This time I have one of my rare Civil War monument trivia questions from north of the Mason-Dixon line. It's a terrific building and drives home how much wealth there was in the north in the early twentieth century. (I've commented before how much grander the post-war northern public buildings were than southern buildings.) Where is it?
Al,
You made this one too easy. It is the Soldiers and Sailors Memorial in Pittsburgh. A magnified picture gives it away.
Posted by: Bob Strassfeld | March 28, 2014 at 06:59 PM
You're, of course, right Bob. Nicely done.
Posted by: Alfred Brophy | March 29, 2014 at 10:19 AM
Now that I'm back in lovely Chapel Hill I want to talk a little more about the Soldiers and Sailors Museum. On Thursday I was talking with some of the Pitt faculty and mentioned that I wanted to take some pictures -- always looking to restock on trivia questions, of course. I asked them where the Pittsburgh Union soldier was. They responded something along the lines of, well, there must be one around here somewhere. Well, anyway, when I was at the really terrific Derrick Bell conference the next day I looked out the window and read the inscription on the building "Allegheny County Soldiers Memorial." I'd noticed the building on the way to the conference that morning and wondered what it was -- so, ah, here we go! I ran outside during a break and took some pictures -- tried to get one where the name wasn't so apparent. As Bob points out, I wasn't quite successful in that.
This very impressive building has in some ways faded into the landscape. For even extremely knowledgeable locals (who aren't obsessed with the significance of monuments), the monument doesn't serve its intended purpose. That is, the monument doesn't serve much of a function. Or, perhaps put another way, the Civil War is a long time away and we're forgetting about it. This is similar to a conversation I had with a long-time Chapel Hillian some years ago about meeting at the Confederate monument on campus. She had no idea what I was talking about.
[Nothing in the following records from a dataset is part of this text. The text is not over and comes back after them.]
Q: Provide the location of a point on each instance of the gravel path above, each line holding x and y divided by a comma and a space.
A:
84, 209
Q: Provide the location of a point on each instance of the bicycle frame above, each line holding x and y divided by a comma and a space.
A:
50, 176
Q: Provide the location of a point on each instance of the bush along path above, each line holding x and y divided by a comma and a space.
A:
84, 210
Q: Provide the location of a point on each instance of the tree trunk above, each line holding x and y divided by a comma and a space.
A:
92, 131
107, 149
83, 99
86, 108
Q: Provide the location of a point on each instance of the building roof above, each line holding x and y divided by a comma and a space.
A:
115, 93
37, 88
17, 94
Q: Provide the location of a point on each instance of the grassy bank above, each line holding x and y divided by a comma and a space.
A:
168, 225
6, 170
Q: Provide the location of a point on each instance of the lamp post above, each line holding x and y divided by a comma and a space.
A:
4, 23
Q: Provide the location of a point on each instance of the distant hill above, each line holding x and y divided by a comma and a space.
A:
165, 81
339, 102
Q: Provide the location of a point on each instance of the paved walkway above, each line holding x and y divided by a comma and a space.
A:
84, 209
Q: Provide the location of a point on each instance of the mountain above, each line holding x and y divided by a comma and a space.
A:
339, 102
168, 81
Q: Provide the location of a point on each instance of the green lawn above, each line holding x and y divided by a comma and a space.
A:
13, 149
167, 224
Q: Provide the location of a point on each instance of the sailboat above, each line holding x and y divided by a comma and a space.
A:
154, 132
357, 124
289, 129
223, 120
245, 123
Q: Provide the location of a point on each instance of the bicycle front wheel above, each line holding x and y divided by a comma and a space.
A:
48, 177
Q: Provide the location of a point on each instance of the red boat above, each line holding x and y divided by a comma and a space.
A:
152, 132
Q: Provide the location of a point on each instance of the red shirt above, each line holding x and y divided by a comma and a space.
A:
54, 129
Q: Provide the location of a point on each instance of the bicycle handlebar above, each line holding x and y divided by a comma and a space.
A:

Later she said something like, oh, I've pass that twice a day for years -- is that a Confederate monument?
I think in a lot of ways that the Civil War is finally coming to a conclusion -- we've largely settled the disputes about causes and morality of the war -- is positive for our country. I think the best evidence of this was a statement by a Sons of Confederate Veterans spokesman back in December 2011 when the Civil War sesqui-centennial was getting under way. He said something like, of course the Civil War was about slavery, but it was about other issues as well. I'm not convinced about the "other issues" part, but I thought that a remarkable concession; and one that suggests that the battle over the memory of the war is largely settled.